Introduction to Reproducible Geospatial Analysis and Figures in R: A Tutorial Article

Abstract

The present article is intended to serve an educational purpose for data scientists and students who already have experience with the R language and which to start using it for geospatial analysis and map creation. The basic concepts of raster data, vector data, CRS and datum are first presented along with a basic workflow to conduct reproducible geospatial research in R. Examples of important types of maps (scatter, bubble, choropleth, hexbin and faceted) created from open-source environmental data are illustrated and their practical implementation in R is discussed. Through these examples, essential manipulations on geospatial vector data are demonstrated (reading, transforming CRS, creating geometries from scratch, buffer zones around existing geometries and intersections between geometries).

1. Introduction

The R language [1] is a popular open-source tool for data analysis and generation of figures for scientific communication [2,3]. The open and collaborative nature of R allows its wide and varied user community to continuously extend its capabilities through “packages” hosted in repositories (the main of which is the Comprehensive R Archive Network (CRAN), https://cran.r-project.org (accessed on 20 March 2024).

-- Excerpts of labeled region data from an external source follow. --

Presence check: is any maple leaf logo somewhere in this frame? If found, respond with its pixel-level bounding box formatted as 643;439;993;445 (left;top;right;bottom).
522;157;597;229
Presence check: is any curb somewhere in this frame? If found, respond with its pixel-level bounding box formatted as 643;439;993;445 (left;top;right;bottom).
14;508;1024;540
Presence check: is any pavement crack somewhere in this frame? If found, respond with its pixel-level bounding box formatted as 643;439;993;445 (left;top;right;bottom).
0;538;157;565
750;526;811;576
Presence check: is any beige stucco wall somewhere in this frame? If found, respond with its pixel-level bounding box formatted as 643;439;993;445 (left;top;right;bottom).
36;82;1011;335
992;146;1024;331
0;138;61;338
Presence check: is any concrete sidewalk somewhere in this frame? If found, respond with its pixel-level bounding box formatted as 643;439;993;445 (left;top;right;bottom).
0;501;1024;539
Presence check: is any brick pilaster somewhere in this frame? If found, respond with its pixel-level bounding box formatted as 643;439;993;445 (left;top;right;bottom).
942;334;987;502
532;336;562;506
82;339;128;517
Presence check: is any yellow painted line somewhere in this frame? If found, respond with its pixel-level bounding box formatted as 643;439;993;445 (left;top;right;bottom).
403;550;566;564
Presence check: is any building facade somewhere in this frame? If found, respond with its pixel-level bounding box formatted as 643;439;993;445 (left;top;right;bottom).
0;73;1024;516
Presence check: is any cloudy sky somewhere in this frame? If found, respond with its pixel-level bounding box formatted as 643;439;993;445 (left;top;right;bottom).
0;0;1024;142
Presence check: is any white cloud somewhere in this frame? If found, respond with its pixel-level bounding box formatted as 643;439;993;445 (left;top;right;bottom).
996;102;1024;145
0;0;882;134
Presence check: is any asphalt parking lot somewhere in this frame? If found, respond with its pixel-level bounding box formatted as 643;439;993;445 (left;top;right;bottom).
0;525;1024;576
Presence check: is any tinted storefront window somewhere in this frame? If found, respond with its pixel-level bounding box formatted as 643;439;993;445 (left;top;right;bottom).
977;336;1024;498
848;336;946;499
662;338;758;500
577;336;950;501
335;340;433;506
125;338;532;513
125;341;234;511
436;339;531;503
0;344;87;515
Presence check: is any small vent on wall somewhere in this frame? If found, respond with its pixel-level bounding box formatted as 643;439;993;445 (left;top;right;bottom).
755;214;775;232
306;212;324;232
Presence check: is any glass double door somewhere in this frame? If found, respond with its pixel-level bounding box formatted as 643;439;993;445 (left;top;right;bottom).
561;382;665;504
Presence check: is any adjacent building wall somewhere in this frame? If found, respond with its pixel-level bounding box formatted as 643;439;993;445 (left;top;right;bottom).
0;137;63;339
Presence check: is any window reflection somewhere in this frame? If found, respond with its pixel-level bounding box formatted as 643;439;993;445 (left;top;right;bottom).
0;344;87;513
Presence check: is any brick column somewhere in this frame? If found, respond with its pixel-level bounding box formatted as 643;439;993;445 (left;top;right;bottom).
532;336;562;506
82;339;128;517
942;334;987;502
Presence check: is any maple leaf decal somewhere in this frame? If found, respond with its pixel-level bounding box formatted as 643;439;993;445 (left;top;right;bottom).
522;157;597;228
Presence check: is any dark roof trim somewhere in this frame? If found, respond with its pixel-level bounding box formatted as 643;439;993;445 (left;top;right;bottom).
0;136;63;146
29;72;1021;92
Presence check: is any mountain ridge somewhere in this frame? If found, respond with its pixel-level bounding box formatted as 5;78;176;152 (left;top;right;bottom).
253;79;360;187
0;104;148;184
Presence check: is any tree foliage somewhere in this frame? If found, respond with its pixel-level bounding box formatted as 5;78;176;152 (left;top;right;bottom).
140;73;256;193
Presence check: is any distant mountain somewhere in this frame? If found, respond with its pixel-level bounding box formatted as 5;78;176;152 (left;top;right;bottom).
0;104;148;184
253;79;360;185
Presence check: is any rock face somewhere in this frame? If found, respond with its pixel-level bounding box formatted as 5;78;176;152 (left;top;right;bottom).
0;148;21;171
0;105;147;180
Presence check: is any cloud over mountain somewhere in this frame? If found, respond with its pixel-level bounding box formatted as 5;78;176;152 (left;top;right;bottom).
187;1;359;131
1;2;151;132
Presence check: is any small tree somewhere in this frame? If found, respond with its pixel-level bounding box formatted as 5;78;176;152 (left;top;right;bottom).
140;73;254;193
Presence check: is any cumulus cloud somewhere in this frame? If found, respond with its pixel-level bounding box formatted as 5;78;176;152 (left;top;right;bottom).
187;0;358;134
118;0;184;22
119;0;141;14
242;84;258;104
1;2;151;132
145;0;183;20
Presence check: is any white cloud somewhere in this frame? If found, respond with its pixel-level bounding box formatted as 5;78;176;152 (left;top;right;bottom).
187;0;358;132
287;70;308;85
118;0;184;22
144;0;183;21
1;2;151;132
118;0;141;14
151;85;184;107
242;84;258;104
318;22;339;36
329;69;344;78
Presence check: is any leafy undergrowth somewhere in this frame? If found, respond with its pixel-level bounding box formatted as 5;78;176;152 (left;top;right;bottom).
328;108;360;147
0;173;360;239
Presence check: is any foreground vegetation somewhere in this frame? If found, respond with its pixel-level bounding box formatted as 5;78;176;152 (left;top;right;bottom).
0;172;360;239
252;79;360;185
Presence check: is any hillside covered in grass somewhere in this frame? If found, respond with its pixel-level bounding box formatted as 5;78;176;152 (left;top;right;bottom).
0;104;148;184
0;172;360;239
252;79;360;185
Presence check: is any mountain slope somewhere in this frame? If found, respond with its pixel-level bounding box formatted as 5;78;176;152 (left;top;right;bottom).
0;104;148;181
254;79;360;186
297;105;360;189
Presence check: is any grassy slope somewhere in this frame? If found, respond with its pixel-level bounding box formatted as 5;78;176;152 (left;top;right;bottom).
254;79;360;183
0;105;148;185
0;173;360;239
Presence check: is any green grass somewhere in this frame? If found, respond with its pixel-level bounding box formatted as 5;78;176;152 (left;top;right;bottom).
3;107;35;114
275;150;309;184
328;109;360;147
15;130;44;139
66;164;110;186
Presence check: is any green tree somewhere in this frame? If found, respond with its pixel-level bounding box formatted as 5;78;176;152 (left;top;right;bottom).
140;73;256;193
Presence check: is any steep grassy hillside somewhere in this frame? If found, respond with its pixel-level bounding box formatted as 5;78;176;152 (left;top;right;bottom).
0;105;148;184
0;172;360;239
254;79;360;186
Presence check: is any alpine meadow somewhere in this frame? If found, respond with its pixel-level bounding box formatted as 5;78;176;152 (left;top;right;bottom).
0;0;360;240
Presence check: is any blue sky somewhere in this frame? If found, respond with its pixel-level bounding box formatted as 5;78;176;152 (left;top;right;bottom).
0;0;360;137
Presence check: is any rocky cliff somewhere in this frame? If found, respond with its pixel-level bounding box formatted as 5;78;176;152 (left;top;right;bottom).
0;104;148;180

Through the years, literate programming capabilities (generation of documents from code script) have been added to R through several packages (namely knitr [4,5,6], RMarkdown [7,8,9], bookdown [10,11]) and, more recently, through the multi-language and multi-engine Quarto software (https://quarto.org/ (accessed on 20 March 2024)). Literate programming has raised an ever-growing interest in the scientific community for several years for two reasons. First, and most importantly, it drastically improves transparency and computational reproducibility of scientific research, which has been identified as a critical point undermining the reliability of the scientific literature reliability in many fields and disciplines, including Earth and environmental sciences [12,13]. An increasing number of journals require that the raw data and scripts for data analysis be submitted along with manuscripts, and some of them already accept submission in Rmarkdown format [14]. The second reason is that it allows scientists to conveniently combine data analysis, figure generation and manuscript preparation (with automatic management of editing aspects such as formatting, bibliography, cross references…) in one single and convenient tool. Plentiful resources can be relied on to learn about using R for literate programming (e.g., [7,8,10,15,16]).

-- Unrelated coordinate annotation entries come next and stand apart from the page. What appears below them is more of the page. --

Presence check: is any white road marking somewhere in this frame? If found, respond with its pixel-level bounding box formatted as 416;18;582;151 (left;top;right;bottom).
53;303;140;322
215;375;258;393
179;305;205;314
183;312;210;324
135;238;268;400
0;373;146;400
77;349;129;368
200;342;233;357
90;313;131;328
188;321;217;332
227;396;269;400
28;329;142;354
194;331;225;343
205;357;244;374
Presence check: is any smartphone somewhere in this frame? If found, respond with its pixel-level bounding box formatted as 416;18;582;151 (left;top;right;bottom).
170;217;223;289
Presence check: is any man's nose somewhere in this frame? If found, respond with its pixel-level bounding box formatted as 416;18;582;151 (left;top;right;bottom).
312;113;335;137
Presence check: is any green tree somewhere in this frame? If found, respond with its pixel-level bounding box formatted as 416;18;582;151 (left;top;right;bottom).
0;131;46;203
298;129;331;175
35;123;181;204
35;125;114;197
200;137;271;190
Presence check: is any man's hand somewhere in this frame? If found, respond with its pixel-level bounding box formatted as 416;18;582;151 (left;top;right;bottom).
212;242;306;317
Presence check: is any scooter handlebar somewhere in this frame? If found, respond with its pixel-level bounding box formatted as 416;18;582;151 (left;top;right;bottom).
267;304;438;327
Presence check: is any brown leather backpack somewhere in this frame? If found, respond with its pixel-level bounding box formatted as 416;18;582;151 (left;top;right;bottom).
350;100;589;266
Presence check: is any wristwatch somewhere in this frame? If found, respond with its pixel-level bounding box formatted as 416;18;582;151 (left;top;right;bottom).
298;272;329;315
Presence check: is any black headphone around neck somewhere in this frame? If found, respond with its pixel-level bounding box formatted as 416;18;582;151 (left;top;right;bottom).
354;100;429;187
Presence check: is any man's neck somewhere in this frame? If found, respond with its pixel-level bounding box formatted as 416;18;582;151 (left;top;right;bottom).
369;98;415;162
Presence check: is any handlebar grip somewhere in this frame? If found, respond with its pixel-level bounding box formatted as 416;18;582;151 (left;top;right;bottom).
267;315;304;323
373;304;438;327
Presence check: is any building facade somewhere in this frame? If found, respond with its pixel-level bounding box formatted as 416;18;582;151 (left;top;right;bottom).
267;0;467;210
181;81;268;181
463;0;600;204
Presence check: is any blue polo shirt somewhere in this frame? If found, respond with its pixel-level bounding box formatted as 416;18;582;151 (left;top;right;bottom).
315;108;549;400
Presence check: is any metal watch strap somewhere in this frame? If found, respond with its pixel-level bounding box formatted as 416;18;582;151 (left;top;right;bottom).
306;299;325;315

Numerous packages also brought geospatial information system (GIS) capabilities to R, making it a mainstream tool for reproducible GIS analysis [17,18]. Two significant examples include terra [19] and sf [20], both relying on external popular libraries (such as S2 [21], GEOS [22], GDAL [23] and PROJ [24]). Many packages can be used to produce maps in R, from general-purpose ones (such as base [1] ggplot2 [25] extended with ggspatial [26]) to specialized ones (such as tmap [27], cartography [18], leaflet [28], ggmap [29], mapdeck [30] or mapview [31]).

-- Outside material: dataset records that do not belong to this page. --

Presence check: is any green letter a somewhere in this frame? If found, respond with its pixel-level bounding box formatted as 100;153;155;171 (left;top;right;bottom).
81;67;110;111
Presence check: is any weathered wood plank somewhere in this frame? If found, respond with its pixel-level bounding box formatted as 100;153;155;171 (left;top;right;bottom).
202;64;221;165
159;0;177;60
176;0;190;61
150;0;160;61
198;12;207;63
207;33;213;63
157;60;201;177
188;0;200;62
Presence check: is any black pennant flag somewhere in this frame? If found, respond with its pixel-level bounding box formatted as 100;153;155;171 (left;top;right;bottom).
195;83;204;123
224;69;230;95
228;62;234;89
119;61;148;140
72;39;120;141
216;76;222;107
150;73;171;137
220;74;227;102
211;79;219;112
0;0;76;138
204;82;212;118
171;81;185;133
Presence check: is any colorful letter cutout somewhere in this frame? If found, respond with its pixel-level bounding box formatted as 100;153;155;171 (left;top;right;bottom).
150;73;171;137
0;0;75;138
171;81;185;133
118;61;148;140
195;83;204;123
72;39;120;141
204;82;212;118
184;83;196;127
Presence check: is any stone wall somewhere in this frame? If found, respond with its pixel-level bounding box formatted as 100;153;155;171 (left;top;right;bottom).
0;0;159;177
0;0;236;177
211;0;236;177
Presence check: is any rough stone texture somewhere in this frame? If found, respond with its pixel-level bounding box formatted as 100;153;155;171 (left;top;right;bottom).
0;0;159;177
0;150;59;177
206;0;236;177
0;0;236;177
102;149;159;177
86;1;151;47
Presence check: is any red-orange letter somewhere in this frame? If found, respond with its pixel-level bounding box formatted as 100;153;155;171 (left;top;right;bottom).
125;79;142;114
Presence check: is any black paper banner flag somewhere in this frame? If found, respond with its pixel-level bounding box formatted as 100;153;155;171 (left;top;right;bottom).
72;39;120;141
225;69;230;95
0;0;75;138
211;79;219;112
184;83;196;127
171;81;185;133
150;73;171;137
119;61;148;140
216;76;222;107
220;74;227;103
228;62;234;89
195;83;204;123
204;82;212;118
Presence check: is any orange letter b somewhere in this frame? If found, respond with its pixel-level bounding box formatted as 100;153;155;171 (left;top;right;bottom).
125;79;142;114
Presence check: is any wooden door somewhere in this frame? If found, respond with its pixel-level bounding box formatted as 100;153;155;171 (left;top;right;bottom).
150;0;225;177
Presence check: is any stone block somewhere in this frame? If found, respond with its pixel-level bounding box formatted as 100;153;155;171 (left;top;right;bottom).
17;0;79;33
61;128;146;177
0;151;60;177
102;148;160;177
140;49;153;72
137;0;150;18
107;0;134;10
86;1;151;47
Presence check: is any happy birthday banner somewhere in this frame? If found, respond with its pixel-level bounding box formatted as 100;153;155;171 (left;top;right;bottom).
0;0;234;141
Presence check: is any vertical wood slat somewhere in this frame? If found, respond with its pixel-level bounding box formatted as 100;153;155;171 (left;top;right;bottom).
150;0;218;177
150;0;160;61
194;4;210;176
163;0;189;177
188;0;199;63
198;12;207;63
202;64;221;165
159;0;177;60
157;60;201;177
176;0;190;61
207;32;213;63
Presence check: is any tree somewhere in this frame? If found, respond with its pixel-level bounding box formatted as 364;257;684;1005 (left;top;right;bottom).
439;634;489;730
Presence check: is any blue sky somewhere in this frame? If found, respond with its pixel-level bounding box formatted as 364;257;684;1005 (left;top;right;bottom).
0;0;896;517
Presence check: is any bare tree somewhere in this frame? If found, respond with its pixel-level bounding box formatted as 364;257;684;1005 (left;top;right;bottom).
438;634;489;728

The present article aims to present the basics of geospatial analysis, geospatial data manipulations and map types with example application using the R language. This tutorial article focuses on the package sf [20] for geospatial data manipulation and on the package ggplot2 [25] for generating maps. The full RMarkdown script and the datasets used to prepare this manuscript available in Supplementary Materials.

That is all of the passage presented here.